Наутро Сидоров премировал Антонину, Вишнякова и Сивчука билетами в цирк.
— Развлечешься! — сказал он, глядя мимо Антонины. — Подумаешь — ах, как бы этот наездник не упал! И красиво там…
Билеты были вручены торжественно всем троим в служебном кабинете Сидорова.
— Надеюсь, вы оправдаете эту награду, — сказал Сидоров. — Уверен, что делом докажете…
И нельзя было понять — шутит он или серьезно.
Антонина не успела пообедать — так ее торопили Вишняков и Сивчук. Явились в цирк, как и следовало ожидать, первыми. Антонина сразу пошла в буфет — очень хотелось есть, а старики отправились побродить.
Острый запах работы — опилок, кожи, лошадей — удивил и обрадовал их. Все выглядело таинственно и прочно. Все было прилажено, как на заводе, — всерьез.
Не торопясь, они погуляли по коридору, дошли до таинственной решетки и поглядели куда-то «туда».
«Там», высунув длинный и красный язык, сидела собака.
— Ры-жик! — позвал Леонтий Матвеич приторным голосом. — Тобик, Милка…
— Шарик, — подсказал повар, — Жучка…
Собака сидела, не шевелясь, красивая, черная, с блестящими глазами. Внезапно она поднялась и ушла, даже не поглядев на них.

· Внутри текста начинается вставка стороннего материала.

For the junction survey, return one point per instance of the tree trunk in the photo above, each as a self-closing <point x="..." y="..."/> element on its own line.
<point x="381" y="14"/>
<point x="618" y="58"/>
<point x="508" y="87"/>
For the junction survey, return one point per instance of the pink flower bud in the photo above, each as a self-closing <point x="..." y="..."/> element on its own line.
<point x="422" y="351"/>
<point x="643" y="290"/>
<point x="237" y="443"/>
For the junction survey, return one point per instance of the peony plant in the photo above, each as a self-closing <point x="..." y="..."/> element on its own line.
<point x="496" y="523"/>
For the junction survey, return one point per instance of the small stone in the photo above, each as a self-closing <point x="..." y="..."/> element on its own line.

Потом они на секунду остановились возле двери уборной и решили зайти, хоть им и не было нужно. Маленький старичок в форме объявил им, что они «почин», и очень за ними ухаживал. Леонтий Матвеич вычистил щеткой штиблеты, а Вишняков наново повязал галстук перед косым зеркалом.
Антонина в буфете пила чай.
— Не соскучились, — спросил Вишняков, садясь, — мы вас покинули?
— Нет, ничего, — сказала Антонина.
— Ну как же «ничего», — возразил Сивчук, — но мы извиняемся. Пивца можно вам предложить?
— Не хочу, спасибо.
— А может быть?
— Нет.
Им подали пива и бутербродов с колбасой салями. Они пили молча, дуя на пену и изредка покашливая.
— Хорошее пиво, — молвил наконец Вишняков, которому всегда все казалось лучше, чем Сивчуку, — свежее…
— Ничего пиво.
— Еще возьмем?
— Возьмем.
Сивчук постучал кружкой по столу и показал два пальца. — Пару, — сказал он, — небось горошку нет?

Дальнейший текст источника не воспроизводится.